# US Tax return from the UK



## Mervinia N (Aug 28, 2011)

Hi everyone,

Time has flown since I was last here... Hubby moved to the UK last January amd we've been married nearly a year now! 

He's an American citizen and we know that, even out of the country, he has to file a tax return. Would anyone be able to point us in the direction of a good US tax adviser in the South of England?
We were going to try and do it ourselves, but he has one month (Jan 13) on his W2 and then the last 4 months of 2013 on UK wages/tax and we can't for the life of us work out how to do this as a tax return.

Any help would be much appreciated, as always


----------



## Bevdeforges (Nov 16, 2007)

Have moved you over here to the Expat Tax section, since I think you'll be able to get your answer here pretty quickly.

If DH is using a tax preparation program (usually Turbo Tax or TaxAct), he should copy his W2 information into the appropriate form online. For the UK income, he'll need to fill in an FEC form (Foreign Employer Compensation - I think it is). Usually, you have to scroll down to the bottom of any menu to find this option.

To file on paper forms, just add the W2 to the dollar value of the UK wages and put the total on line 7. 

As far as a tax adviser, easiest (and cheapest) approach is to download Publication 54 from the IRS website. Then, he can also go to the Paris IRS office site Internal Revenue Service | Embassy of the United States Paris, France and make use of the collection of handy links they have.
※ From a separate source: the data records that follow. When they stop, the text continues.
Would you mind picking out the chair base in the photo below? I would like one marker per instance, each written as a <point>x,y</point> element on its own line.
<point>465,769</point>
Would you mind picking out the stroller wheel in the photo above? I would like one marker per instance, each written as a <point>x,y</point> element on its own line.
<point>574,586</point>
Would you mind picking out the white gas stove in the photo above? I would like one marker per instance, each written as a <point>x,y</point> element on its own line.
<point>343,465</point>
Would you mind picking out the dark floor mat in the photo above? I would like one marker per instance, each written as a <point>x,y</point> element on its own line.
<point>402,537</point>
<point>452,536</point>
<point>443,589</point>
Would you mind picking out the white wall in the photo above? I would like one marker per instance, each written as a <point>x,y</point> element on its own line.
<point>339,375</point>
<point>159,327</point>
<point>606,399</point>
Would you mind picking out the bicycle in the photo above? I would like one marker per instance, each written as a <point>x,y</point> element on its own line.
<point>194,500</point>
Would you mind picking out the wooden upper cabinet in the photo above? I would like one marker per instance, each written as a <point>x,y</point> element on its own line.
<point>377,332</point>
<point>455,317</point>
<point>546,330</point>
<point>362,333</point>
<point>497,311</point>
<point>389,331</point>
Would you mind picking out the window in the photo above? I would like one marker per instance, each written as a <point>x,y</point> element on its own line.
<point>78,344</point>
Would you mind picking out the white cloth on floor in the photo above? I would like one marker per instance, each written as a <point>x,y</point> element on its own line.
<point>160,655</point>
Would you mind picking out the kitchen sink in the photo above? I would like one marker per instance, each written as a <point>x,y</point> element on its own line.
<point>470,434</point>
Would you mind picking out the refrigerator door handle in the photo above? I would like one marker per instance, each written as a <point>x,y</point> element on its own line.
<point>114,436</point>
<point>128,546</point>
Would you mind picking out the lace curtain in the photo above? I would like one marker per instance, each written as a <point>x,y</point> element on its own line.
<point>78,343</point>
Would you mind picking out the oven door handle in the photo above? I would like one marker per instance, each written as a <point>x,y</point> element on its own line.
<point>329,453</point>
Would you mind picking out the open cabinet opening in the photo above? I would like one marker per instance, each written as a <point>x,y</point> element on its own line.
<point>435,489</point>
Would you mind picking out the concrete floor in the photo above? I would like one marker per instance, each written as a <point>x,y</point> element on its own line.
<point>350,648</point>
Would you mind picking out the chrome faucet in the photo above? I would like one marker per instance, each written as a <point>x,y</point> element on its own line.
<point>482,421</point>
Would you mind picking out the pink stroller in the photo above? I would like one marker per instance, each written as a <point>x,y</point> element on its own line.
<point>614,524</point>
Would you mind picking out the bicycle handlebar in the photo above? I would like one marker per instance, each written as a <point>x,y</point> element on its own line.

He should especially download the Tax Assistance Information Booklet mentioned on the right side of the page (scroll down a bit to find it). That gives you the exchange rates to use for both the euro and the pound, as well as other filing information in a nutshell.

He should probably look into the Free e-file sites, but be aware that only 7 or 8 of them can be used by those with a foreign filing address. I've been recommending TaxAct this year because if you go directly to their website (and not through the IRS Free e-file site), you can use their software for free no matter your income level or age. If you need further assistance, their fees seem pretty reasonable.
Cheers,
Bev


----------



## Mervinia N (Aug 28, 2011)

Thank you so much.

We'll have a good look through all the links etc and I think, now we know where to look, we might just be able to work it all out  My husband doesn't earn a great deal so at least we don't have to worry about paying extra tax or anything, it's just getting the return in because who wants the IRS on their tail!??!

Thank you again
Merv


----------